Re: [PATCH v3 1/2] libbpf: show error info about missing ".BTF" section

From: Quentin Monnet
Date: Tue Jan 03 2023 - 10:04:05 EST


2022-12-20 16:13 UTC-0800 ~ Andrii Nakryiko <andrii.nakryiko@xxxxxxxxx>
> On Tue, Dec 20, 2022 at 3:34 AM Leo Yan <leo.yan@xxxxxxxxxx> wrote:
>>
>> On Tue, Dec 20, 2022 at 09:31:14AM +0800, Changbin Du wrote:
>>
>> [...]
>>
>>>>> Now will print below info:
>>>>> libbpf: failed to find '.BTF' ELF section in /home/changbin/work/linux/vmlinux
>>>>
>>>> Recently I encountered the same issue, it could be caused by:
>>>> either missing to install tool pahole or missing to enable kernel
>>>> configuration CONFIG_DEBUG_INFO_BTF.
>>>>
>>>> Could we give explict info for reasoning failure?

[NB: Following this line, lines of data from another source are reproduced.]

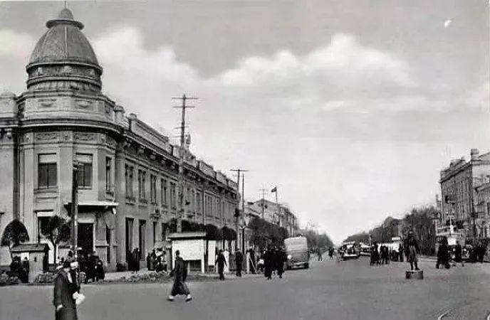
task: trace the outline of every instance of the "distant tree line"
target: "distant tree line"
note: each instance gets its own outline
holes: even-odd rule
[[[308,247],[310,249],[319,248],[322,251],[326,250],[329,247],[333,247],[333,242],[325,233],[318,233],[316,230],[301,230],[301,234],[306,237]]]
[[[406,237],[408,230],[412,230],[419,242],[423,255],[433,255],[435,252],[436,230],[432,223],[434,216],[437,213],[433,206],[414,208],[402,219],[387,217],[383,223],[368,232],[355,233],[347,238],[347,240],[362,242],[369,244],[372,241],[386,242],[392,237]],[[402,225],[401,228],[399,225]],[[401,229],[402,234],[399,234]]]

Like:
>>>>
>>>> "libbpf: failed to find '.BTF' ELF section in /home/changbin/work/linux/vmlinux,
>>>> please install pahole and enable CONFIG_DEBUG_INFO_BTF=y for kernel building".
>>>>
>>> This is vmlinux special information and similar tips are removed from
>>> patch V2. libbpf is common for all ELFs.
>>
>> Okay, I see. Sorry for noise.
>>
>>>>> Error: failed to load BTF from /home/changbin/work/linux/vmlinux: No such file or directory
>>>>
>>>> This log is confusing when we can find vmlinux file but without BTF
>>>> section. Consider to use a separate patch to detect vmlinux not
>>>> found case and print out "No such file or directory"?
>>>>
>>> I think it's already there. If the file doesn't exist, open will fail.
>>
>> [...]
>>
>>>>> @@ -990,6 +990,7 @@ static struct btf *btf_parse_elf(const char *path, struct btf *base_btf,
>>>>> err = 0;
>>>>>
>>>>> if (!btf_data) {
>>>>> + pr_warn("failed to find '%s' ELF section in %s\n", BTF_ELF_SEC, path);
>>>>> err = -ENOENT;
>>
>> btf_parse_elf() returns -ENOENT when ELF file doesn't contain BTF
>> section, therefore, bpftool dumps error string "No such file or
>> directory". It's confused that actually vmlinux is existed.
>>
>> I am wondering if we can use error -LIBBPF_ERRNO__FORMAT (or any
>> better choice?) to replace -ENOENT at here, this can avoid bpftool to
>> outputs "No such file or directory" in this case.
>
> The only really meaningful error code would be -ESRCH, which
> strerror() will translate to "No such process", which is also
> completely confusing.
>
> In general, I always found these strerror() messages extremely
> unhelpful and confusing. I wonder if we should make an effort to
> actually emit symbolic names of errors instead (literally, "-ENOENT"
> in this case). This is all tooling for engineers, I find -ENOENT or
> -ESRCH much more meaningful as an error message, compared to "No such
> file" seemingly human-readable interpretation.
>
> Quenting, what do you think about the above proposal for bpftool? We
> can have some libbpf helper internally and do it in libbpf error
> messages as well and just reuse the logic in bpftool, perhaps?

Apologies for the delay.
What you're proposing is to replace all messages currently looking like
this:

$ bpftool prog
Error: can't get next program: Operation not permitted

by:

$ bpftool prog
Error: can't get next program: -EPERM

Do I understand correctly?

I think the strerror() messages are helpful in some occasions (they
_are_ more human-friendly to many users), but it's also true that
they're not always precise. With bpftool, "Invalid argument" is a
classic when the program doesn't load, and may lead to confusion with
the args passed to bpftool on the command line. Then there are the other
corner cases like the one discussed in this thread. So, why not.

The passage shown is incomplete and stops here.